Having met ex-board members who were on the NPA with him at that time, I can tell you he took some comfort in the camaraderie around the board. This makes me think of the NPA and all it stands for. It’s been interlinked with some of the most difficult things my family has had to go through down the years.

I hope your family never has to go through these things but if you do, I believe the NPA would be there for you as it was for us. This sense of family and responsibility hits home for me in the fact my eldest son is now the fourth generation of our family to join the profession having enrolled at Swansea University, so I better not mess this up!

Community pharmacy has secured some investment and the next two years will be critical for us to step up and move into that future whilst also reminding our pay masters that core funding still needs to be addressed.

I and your newly elected NPA board feel that and understand it acutely. We are all determined to ensure community pharmacy gets the future it deserves. What is my character like? I think most people would describe me as easy-going and that is true, but I’m not a pushover.

I’m also not afraid to stand up and be counted if needed. I’m very proud of the NPA as the only trade body that stood up for us and added our voice to that of PSNC in not supporting the contraception service.

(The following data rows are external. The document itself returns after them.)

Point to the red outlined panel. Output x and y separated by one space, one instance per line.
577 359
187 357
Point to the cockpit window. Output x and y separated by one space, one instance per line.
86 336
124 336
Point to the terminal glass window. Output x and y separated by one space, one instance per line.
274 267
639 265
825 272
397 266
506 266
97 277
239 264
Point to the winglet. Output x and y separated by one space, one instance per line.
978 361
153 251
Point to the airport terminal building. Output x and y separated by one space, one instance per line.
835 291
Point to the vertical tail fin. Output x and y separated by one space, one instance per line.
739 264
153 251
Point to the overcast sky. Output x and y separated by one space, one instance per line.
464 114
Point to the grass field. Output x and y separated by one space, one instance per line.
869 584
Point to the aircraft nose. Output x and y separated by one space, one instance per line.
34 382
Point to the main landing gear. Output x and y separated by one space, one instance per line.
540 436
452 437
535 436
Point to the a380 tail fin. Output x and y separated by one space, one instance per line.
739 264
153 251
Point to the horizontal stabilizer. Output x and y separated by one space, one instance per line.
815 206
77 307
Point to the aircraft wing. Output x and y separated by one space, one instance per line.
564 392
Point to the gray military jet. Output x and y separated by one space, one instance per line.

I can’t tell you what a hard decision that was, with everyone on the board understanding that community pharmacy was the right place for contraception services but understanding we couldn’t support it due to the funding crisis we have found ourselves in.

It was a very hard but correct decision to make. Having made that choice, I then found myself in a briefing about the announcement that £645 million over two years would be invested in the sector in England. Let’s see how that pans out but the first new money in pharmacy for five years must be welcomed.

I’m also aware the NPA represents those in the devolved nations and we have great NPA board members and executive teams covering Scotland, Wales and Northern Island. It’s very important to me that we listen to all voices from across those countries and learn from each other and the NPA is uniquely placed to do this.

I hope that at the end of my two years as chair, community pharmacy across all the nations will be seen as a true partner in primary care. I hope I can spend more time with patients rather than worry about my profits and losses and be even more confident that my son has made the right choice in choosing to be a pharmacist.

I am very much up for the challenge of the next two years and if the first two weeks are anything to go by, it’s going to be quite a ride. 


Nick Kaye is the chair of the National Pharmacy Association and a community pharmacist based in Newquay. These are his personal views.